Mais pour Me Alexandre Frech, avocat au barreau de Paris, les choses devraient être plus complexes que cela, puisqu’il ne s’agira jamais d’une obligation : “Le projet de loi ne précise pas qu’il serait possible de refuser de recruter quelqu’un qui ne justifierait pas d’un pass sanitaire (test négatif de moins de 48 heures / vaccination complète). On ne devrait probablement pas être tenu de demander un pass sanitaire pour l’embauche. L’employeur pourra toujours le demander, et le candidat refuser de le présenter. Et surtout, il devrait rester interdit de refuser une embauche en fonction de cela”, explique-t-il. Il pourrait en effet s’agir d’une discrimination à l’embauche problématique et dangereuse.
Toutefois, dans la pratique, “certains employeurs ne se gênent déjà pas pour ne pas embaucher de personnes risquant de voir leur contrat suspendu ; par exemple, une candidate enceinte”, observe l’avocat. “Et il pourrait très bien arriver que l’on en voit aussi choisir de ne recruter que des personnes vaccinées.
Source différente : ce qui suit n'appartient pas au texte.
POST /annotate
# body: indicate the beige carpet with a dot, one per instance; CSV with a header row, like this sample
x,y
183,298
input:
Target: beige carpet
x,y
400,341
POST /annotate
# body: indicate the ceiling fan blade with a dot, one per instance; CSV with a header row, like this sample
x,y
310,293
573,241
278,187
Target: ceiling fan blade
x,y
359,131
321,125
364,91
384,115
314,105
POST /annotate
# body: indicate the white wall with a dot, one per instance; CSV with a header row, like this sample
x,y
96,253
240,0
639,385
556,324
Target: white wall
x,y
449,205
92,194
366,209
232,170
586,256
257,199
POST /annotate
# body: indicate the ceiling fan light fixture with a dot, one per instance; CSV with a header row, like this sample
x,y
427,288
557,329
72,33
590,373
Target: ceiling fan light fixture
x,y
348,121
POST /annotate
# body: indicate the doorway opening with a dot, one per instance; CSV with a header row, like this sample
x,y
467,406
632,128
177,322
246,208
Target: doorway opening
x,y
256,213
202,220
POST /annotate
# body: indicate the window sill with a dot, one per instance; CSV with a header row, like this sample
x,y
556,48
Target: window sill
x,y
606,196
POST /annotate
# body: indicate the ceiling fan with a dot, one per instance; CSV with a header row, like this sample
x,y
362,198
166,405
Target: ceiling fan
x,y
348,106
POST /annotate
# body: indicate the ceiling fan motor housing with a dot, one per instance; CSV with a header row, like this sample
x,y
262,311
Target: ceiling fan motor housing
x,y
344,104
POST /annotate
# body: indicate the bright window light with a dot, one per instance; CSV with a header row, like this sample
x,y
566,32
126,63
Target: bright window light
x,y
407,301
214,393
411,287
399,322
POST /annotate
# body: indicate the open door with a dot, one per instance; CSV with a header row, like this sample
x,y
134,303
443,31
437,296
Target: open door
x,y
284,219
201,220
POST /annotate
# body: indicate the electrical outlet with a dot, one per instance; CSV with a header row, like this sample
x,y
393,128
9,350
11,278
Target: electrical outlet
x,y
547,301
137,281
Ce qui serait illégal, puisque le pass sanitaire n’implique pas une obligation vaccinale”, ajoute-t-il.
“De facto, les recruteurs devraient finir par le demander”
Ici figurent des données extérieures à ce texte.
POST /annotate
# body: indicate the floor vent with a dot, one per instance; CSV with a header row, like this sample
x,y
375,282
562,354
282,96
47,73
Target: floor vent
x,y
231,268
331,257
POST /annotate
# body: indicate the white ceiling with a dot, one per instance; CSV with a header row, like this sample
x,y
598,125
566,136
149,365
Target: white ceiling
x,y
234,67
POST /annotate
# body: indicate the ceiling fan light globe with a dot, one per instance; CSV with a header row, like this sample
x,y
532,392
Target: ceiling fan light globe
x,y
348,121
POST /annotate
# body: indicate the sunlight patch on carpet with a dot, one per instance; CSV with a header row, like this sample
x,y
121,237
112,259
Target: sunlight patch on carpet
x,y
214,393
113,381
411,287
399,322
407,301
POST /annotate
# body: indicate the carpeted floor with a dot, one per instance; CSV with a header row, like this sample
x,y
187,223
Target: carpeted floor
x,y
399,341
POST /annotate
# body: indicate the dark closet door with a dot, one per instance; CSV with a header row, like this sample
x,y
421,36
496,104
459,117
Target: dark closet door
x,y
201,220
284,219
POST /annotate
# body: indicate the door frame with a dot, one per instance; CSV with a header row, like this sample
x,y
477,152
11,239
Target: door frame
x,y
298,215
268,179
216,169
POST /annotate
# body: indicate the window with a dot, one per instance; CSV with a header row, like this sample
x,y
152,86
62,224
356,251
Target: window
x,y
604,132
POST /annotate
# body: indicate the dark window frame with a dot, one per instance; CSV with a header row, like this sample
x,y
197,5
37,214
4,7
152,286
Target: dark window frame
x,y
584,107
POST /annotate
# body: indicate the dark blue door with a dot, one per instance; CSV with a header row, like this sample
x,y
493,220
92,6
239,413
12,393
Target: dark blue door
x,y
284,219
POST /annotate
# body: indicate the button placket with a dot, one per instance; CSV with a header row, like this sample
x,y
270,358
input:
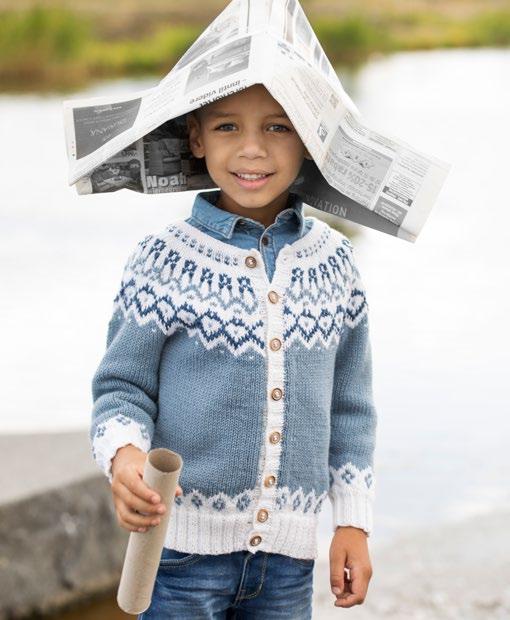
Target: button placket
x,y
262,520
264,509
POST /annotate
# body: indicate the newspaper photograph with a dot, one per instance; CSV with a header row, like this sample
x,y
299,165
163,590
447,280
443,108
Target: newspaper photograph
x,y
140,142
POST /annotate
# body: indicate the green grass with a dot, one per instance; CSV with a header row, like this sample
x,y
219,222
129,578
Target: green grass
x,y
53,47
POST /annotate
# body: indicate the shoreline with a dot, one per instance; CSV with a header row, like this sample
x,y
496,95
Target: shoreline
x,y
61,547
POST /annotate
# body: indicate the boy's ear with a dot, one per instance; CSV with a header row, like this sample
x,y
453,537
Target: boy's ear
x,y
195,142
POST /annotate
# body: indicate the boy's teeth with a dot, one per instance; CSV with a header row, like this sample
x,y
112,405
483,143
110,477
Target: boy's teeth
x,y
252,177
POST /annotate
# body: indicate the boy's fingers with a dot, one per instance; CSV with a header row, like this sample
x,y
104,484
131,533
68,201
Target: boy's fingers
x,y
357,588
134,502
138,487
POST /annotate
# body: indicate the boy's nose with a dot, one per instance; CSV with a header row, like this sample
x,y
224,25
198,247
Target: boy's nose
x,y
253,145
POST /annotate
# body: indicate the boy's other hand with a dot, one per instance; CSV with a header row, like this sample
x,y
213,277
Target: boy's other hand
x,y
349,550
137,505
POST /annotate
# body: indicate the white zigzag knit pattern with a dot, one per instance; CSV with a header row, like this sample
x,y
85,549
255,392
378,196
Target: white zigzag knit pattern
x,y
163,283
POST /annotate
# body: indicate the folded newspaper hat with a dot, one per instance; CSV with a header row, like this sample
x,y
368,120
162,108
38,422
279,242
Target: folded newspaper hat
x,y
141,142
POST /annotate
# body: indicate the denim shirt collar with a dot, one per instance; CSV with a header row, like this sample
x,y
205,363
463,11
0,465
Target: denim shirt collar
x,y
208,214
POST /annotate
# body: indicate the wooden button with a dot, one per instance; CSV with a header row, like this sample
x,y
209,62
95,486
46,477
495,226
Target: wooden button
x,y
275,344
262,515
276,394
274,437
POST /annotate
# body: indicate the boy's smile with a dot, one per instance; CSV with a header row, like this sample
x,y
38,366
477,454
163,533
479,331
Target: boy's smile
x,y
252,151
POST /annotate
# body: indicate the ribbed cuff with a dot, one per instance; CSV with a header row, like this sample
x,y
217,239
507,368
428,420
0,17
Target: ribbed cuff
x,y
116,433
351,508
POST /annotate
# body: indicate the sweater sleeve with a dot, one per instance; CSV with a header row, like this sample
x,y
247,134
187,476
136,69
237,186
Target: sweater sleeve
x,y
353,414
125,385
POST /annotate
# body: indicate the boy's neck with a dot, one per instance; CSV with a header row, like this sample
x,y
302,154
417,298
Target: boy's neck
x,y
265,215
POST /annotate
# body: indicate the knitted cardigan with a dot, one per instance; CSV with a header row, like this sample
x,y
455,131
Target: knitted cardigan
x,y
263,387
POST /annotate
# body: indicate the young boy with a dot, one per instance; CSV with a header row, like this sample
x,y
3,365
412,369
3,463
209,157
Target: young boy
x,y
239,339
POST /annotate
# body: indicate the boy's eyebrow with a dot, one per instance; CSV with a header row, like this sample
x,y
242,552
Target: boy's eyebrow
x,y
221,114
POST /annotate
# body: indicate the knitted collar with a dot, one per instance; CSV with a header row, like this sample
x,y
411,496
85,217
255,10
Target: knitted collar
x,y
223,252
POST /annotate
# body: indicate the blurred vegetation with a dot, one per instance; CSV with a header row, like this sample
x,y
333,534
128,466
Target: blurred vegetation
x,y
50,46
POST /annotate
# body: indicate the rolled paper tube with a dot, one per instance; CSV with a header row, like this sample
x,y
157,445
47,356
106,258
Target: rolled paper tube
x,y
143,553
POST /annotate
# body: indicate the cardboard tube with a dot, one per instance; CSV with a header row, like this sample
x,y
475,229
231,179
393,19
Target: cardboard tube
x,y
143,553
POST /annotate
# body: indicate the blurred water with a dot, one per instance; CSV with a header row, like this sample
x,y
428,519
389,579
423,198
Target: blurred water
x,y
439,307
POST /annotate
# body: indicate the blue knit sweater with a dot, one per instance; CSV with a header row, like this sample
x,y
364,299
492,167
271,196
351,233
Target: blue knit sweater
x,y
253,362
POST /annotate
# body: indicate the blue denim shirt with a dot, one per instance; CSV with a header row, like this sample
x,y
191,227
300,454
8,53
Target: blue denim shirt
x,y
244,232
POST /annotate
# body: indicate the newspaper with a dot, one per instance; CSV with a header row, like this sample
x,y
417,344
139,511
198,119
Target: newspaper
x,y
140,142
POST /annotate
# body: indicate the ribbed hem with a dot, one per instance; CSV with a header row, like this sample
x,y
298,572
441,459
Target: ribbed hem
x,y
190,531
352,508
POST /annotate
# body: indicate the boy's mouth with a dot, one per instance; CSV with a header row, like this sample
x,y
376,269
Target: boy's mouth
x,y
252,180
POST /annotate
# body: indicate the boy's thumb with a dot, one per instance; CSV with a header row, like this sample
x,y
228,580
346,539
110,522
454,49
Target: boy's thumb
x,y
337,580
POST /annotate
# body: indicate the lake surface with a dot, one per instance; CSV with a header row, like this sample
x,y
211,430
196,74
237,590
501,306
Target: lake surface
x,y
439,307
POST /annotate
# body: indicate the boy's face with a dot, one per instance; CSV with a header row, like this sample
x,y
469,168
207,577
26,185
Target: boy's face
x,y
248,132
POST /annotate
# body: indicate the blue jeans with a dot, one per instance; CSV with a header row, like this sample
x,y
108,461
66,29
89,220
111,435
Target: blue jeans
x,y
240,584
En outre, au nom du respect du secret médical et de la vie privée, l’employeur n’est pas censé connaitre le statut vaccinal de son salarié, tout comme de sa future recrue. “Ces points seront examinés par le Conseil constitutionnel. Et les employeurs gagneront sans doute à passer par le médecin du travail, plutôt qu’à contrôler eux-mêmes la validité du pass sanitaire d’un candidat à l’embauche”, précise Me Alexandre Frech.
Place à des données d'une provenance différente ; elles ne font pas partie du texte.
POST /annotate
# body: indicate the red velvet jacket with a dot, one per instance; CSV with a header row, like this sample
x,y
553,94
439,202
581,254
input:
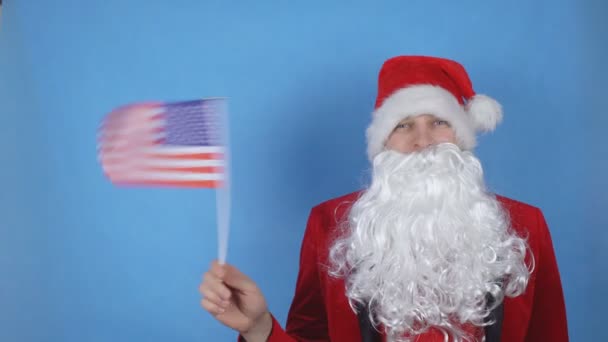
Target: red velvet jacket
x,y
320,309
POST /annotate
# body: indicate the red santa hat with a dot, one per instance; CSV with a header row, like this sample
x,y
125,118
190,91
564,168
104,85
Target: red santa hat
x,y
415,85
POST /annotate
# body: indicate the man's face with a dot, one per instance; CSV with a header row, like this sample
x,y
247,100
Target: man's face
x,y
419,132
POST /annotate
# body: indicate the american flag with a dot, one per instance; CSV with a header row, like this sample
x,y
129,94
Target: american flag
x,y
165,144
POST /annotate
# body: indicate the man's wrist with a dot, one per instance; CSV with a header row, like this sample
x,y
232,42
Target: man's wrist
x,y
261,330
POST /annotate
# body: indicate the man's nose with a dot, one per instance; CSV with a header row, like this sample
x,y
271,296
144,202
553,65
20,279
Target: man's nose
x,y
423,138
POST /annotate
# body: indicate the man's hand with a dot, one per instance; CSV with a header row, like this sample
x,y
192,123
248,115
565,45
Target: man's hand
x,y
236,301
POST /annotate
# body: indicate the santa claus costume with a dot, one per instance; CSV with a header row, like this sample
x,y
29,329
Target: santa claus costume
x,y
426,252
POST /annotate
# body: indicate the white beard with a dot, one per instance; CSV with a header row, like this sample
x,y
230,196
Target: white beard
x,y
426,243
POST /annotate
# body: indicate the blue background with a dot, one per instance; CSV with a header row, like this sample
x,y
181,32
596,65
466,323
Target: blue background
x,y
81,260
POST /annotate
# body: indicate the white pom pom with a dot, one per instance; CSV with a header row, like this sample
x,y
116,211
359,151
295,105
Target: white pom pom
x,y
485,112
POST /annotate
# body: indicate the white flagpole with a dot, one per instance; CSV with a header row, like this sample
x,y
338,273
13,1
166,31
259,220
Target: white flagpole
x,y
222,194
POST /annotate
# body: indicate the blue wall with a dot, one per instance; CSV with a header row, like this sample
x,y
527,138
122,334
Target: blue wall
x,y
84,261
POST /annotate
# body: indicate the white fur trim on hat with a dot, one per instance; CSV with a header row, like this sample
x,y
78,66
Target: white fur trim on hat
x,y
485,112
418,100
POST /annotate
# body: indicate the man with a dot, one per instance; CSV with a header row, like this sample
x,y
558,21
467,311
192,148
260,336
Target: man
x,y
425,253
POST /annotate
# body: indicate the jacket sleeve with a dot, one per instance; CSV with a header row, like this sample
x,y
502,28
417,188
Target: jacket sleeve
x,y
307,319
548,320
L’avocat remarque par ailleurs que “si l’on postule pour un travail où le pass sanitaire est impératif, il est fort probable que la personne commencer à travailler, puis sera finalement suspendue. De facto, les recruteurs devraient donc finir par le demander. Mais cela ne sera jamais une obligation, sans quoi cela reviendrait pour le gouvernement à instituer une discrimination à l’embauche”.